Mr. Zhuangyi Wang, Chairman and CEO, said, "The second quarter was a period in which we focused on improving efficiency in our business. Our existing stores opened for more than a year continued to show stable gross profit margin of 17.5% which helps support the ramp up period of our newer stores, which typically take longer to reach profitability.
"We plan to open 3 additional stores this year. Most of the new stores we will open in the future will be located in the Heilongjiang Province where we have stronger relationships with local vendors and the cost of goods is slightly lower than the other two provinces (Liaoning and Jilin) in which we operate.
"As our new store opening plan modifies from the first half of the year, we believe that preliminary new store opening expenses will decrease in the coming quarters as our total store sales rise, labor & utility costs stabilize and new store marketing expenses ease. For the remaining two quarters of 2012, we believe our gross margin will remain stable in the 17%-17.5% range, operating expenses as a percent of total revenue will move back into the 14%-15% range and we'll return to profitability with net income as a percent of total revenue in the 0.5%-1.0% range.
"As QKL expands its market presence in northeast China, we are uniquely positioned against our local competitors through our large product offering, strong supplier relationships, efficient distribution network and state-of-the-art IT system. We are comfortable with our opportunities in the second half of the year and believe we'll see an improvement in operating expenses and profit growth from the current quarter."

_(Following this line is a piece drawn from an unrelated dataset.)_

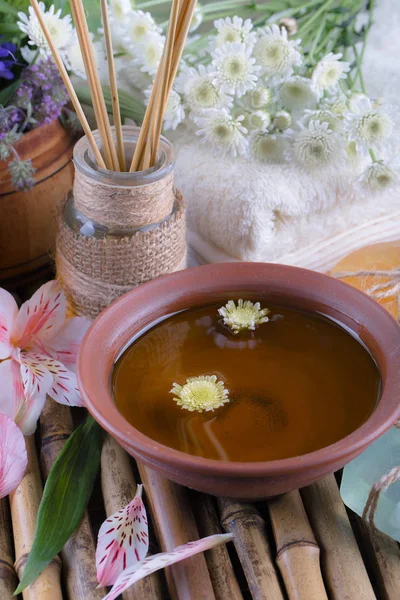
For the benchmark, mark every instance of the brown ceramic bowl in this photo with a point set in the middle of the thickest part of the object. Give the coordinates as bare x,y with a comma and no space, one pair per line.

Second Quarter 2012 Financial Results
Revenue in the second quarter of 2012 decreased by 0.3% to $83.2 million from $83.5 million in the second quarter of 2011. Revenue performance reflected the growth of 46 comparable stores, which have been open for at least one year before the beginning of the comparison period, or by April 1, 2011, as well as sales generated from the opening of 7 new stores since April 1, 2011. Same-store sales were approximately $77.0 million in the second quarter of 2012, representing an increase of 3.6% from $74.3 million in the second quarter of 2011.The 7 new stores opened since April 1, 2011 generated approximately $6.2 million in the second quarter of 2012.
Gross profit decreased 0.4% year-over-year to $14.6 million, compared to $14.6 million in the prior year period. Gross margin for the second quarter of 2012 is likely to be between 17.0% and 17.5%. The change in gross profit was primarily attributable to net sales decreased by $0.2 million in the second quarter of 2012 compared to the second quarter of 2011.

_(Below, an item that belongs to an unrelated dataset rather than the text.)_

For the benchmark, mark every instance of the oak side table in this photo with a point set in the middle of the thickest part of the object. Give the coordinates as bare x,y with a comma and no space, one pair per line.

Operating expenses decreased 1.4% to $14.5 million compared to $14.7 million in the prior year period. This was primarily a result of higher preliminary expenses for new stores in the prior year period.
The Company reported a net income of approximately $9,611, or $0.001 per diluted share, compared with net loss of $32,867, or $(0.003) per diluted share, for the same period in 2011. This increase was due to lower selling expenses related to new store openings in the second quarter of 2012.
As of June 30, 2012, the Company had $26.0 million in unrestricted cash and bank loans of $3,164,707, compared to $36.0 million as of June 30, 2011 with no bank loans.
As of June 30, 2012, the Company operated 53 stores totaling 286,000 sq. meters compared to 51 stores totaling 275,000 sq. meters in the prior year period.
As a result of the Reverse Stock Split, the number of outstanding shares of common stock of the Company was reduced to 10,527,637 shares. Fractional stockholdings were rounded up to the nearest whole number. Each shareholder's percentage ownership interest in the Company and proportional voting power remains unchanged after the Reverse Stock Split except for minor changes and adjustments resulting from rounding of fractional interests. The rights and privileges of the holders of common stock are substantially unaffected by the Reverse Stock Split.
Net cash provided by operating activities for the six month ended June 30, 2012 and 2011 was $22.4 million and $26.0 million, respectively. The decrease in cash provided by operating activities for the six month ended June 30, 2012 compared to the same period in 2011 primarily reflects net cash inflow caused by the increase in accrued expenses, and a decrease of inventories. The increase in accrued expenses was in line with the increase in operating expenses due to inflation and new store openings. The decrease of inventories was caused by reducing the inventories on hand after the peak Chinese New Year season. The decrease of other receivables is largely attributable to the recovery of money from vendors.